About 2 years ago, legal practitioners acting for the defence in the EC claim were thrilled to read the Judgment handed down by H.H. Judge Harold Leung in the case of Cheung Sau Lin v. Tsui Wah Efford Management Limited, DCEC No. 2438 of 2014, which can be regarded as the pioneer judgment in bringing Section 16(4) of the ECO to life. Simply put, if the employee is receiving periodical payment from the employer, the employer is entitled to arrange medical examination under Section 16(1) of the ECO and if the employee refuses to attend such an examination, the making of periodical payment can be suspended until the employee attends the medical examination. If the failure exceeds 15 days from the date of the medical examination, no compensation shall be payable pursuant to Section 16(4) of the ECO unless the Court finds a reasonable cause for such failure.
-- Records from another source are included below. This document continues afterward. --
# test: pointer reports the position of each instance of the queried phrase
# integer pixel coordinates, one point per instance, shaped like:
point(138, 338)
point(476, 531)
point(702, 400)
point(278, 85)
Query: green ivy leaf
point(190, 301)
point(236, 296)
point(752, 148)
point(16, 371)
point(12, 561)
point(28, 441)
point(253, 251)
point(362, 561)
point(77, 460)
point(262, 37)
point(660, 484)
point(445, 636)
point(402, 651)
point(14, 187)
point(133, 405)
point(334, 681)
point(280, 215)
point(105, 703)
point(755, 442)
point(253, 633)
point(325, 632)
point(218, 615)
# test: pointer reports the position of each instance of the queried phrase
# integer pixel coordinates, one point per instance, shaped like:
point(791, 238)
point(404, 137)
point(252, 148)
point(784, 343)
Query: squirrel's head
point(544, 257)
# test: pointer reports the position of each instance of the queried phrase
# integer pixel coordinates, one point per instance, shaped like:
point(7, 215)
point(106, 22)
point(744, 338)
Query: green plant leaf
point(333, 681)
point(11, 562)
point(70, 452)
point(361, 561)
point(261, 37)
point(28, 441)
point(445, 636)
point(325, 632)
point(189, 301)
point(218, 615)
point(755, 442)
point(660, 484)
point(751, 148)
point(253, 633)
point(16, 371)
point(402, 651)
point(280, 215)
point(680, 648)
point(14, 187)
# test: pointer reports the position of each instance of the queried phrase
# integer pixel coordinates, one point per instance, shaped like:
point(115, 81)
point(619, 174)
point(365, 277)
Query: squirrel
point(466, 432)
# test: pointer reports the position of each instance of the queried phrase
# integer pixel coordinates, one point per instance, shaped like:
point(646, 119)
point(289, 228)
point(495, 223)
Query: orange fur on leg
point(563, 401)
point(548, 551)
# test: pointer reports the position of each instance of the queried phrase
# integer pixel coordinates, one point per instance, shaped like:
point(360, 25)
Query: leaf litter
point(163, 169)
However, this sword seems to have been mistakenly drawn by the defence in the last 2 years. It appears that some of the legal practitioners have mistaken one important element required under Section 16(4) of the ECO, that is, the periodical payment must be paid by the same employer and it needs to be continued paying to the employee at the time when the request for medical examination is made to the employee.

This sword is powerful. The ECO scheme is meant to be a no-fault and quick financial relief mechanism for the employee to get the compensation. One could reasonably expect the Court will take a very stringent approach in ensuring all legal requirements have been strictly complied with before dismissing an employee’s claim entirely.